Originally Posted by nguyen320
I don't think that the different versions are much different, they just add some more stuff to make it better for the customers.. Nadal plays with what is comfortable for him, and we should too.
Compared to all the racquets and technologies there are today, if a club player were to pick up the original APD and then the APD-GT (given that we didn't know which one Rafa really uses) then the player would most likely pick the ADP-GT due to less shock, and less torque due to the cortex and GT.
The only reason why people are so unhappy, example: is because they WANT to use Nadal's gear just because he uses it but by no means is going to make them play like Nadal.. but only (maybe) make them feel something on the racquet that they like and then say "wow so this is why Nadal is so good". When people pick a racquet because a pro uses it, they normally arent educated enough to know that the pro actually doesnt use that racquet. Even if they use the same model, even if they take it off the stock shelf, it will most likely be customized for the pro, with lead tape and so on.
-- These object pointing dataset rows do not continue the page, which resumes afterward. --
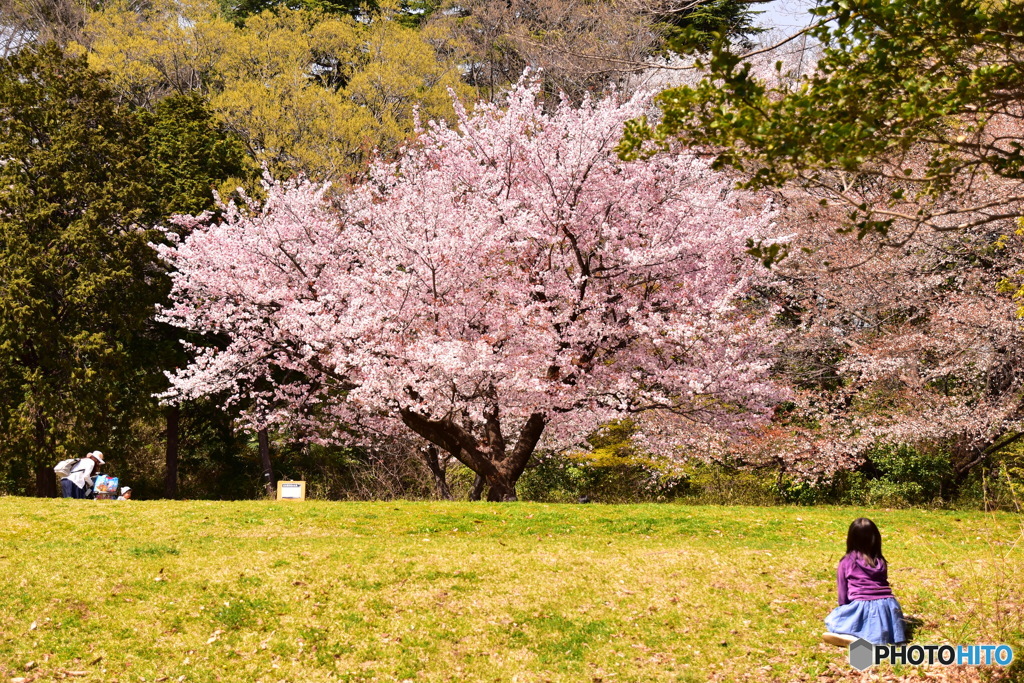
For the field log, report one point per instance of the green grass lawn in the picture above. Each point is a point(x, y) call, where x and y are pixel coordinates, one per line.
point(317, 591)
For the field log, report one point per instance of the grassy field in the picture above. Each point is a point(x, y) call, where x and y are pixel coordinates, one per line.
point(316, 591)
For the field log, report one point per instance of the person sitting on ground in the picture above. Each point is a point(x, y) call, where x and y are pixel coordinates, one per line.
point(79, 482)
point(866, 606)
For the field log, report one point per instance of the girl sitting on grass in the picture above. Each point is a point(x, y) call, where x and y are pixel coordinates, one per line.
point(866, 606)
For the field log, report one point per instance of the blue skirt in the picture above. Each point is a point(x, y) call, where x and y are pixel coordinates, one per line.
point(878, 622)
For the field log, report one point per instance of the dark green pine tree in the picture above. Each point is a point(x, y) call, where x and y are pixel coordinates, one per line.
point(78, 280)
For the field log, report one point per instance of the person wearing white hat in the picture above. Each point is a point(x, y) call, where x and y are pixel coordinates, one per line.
point(79, 482)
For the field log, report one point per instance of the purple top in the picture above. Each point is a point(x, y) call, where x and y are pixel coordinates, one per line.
point(859, 581)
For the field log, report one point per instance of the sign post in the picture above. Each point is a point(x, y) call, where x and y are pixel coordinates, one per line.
point(291, 491)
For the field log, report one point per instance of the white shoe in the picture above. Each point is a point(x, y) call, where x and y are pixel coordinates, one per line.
point(838, 639)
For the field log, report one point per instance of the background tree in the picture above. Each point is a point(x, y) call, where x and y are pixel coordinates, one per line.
point(581, 46)
point(306, 91)
point(912, 114)
point(506, 286)
point(77, 275)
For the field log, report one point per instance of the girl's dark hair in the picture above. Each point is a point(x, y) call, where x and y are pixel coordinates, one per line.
point(865, 539)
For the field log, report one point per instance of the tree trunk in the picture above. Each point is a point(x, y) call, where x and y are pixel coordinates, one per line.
point(432, 458)
point(477, 491)
point(483, 450)
point(171, 455)
point(264, 457)
point(46, 480)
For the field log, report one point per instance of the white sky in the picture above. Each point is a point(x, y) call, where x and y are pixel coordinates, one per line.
point(784, 14)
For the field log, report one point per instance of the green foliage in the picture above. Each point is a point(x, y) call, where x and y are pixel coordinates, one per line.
point(700, 26)
point(612, 471)
point(76, 286)
point(193, 155)
point(893, 75)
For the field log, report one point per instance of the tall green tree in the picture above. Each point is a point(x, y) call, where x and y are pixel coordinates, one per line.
point(192, 155)
point(78, 282)
point(911, 118)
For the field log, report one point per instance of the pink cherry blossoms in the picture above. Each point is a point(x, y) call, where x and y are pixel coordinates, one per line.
point(506, 285)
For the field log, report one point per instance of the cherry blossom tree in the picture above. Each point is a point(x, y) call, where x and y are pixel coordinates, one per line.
point(913, 344)
point(504, 286)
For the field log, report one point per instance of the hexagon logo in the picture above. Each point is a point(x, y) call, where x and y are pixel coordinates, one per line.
point(861, 654)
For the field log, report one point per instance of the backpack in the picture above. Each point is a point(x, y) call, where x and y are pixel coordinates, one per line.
point(65, 467)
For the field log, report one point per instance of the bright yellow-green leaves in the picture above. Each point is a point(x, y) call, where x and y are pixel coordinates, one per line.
point(307, 92)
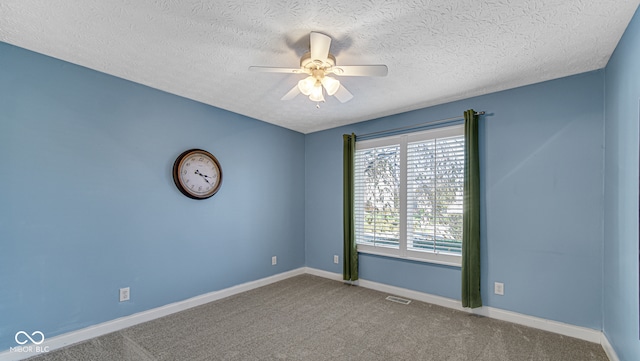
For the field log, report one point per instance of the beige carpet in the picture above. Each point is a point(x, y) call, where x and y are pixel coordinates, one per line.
point(312, 318)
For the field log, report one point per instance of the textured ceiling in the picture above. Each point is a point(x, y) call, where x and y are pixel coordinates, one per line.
point(437, 51)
So if players really want to be similar to a pro, they should be customizing their own gear and fitting it towards their own styles, not the pros.
I agree with the spirit of what you're saying, but some of the facts just aren't correct. The GT version of the APD is notably and measurably stiffer than the previous two versions. This is a very real physical difference and a result of a different layup. This doesn't mean that one of the versions is better than another, but the original is definitely very different in terms of how it plays from the GT version. On a basic RA scale, the difference can be about 5 points, which is considerable.
For the above reason, your statement about shock is actually a bit backwards, as the stiffer frame will create more shock, despite how it may feel to you personally, or how marketing may be positioning things.
You're dead on about the benefit of choosing your equipment based on one's own game rather than just copying an idol, though.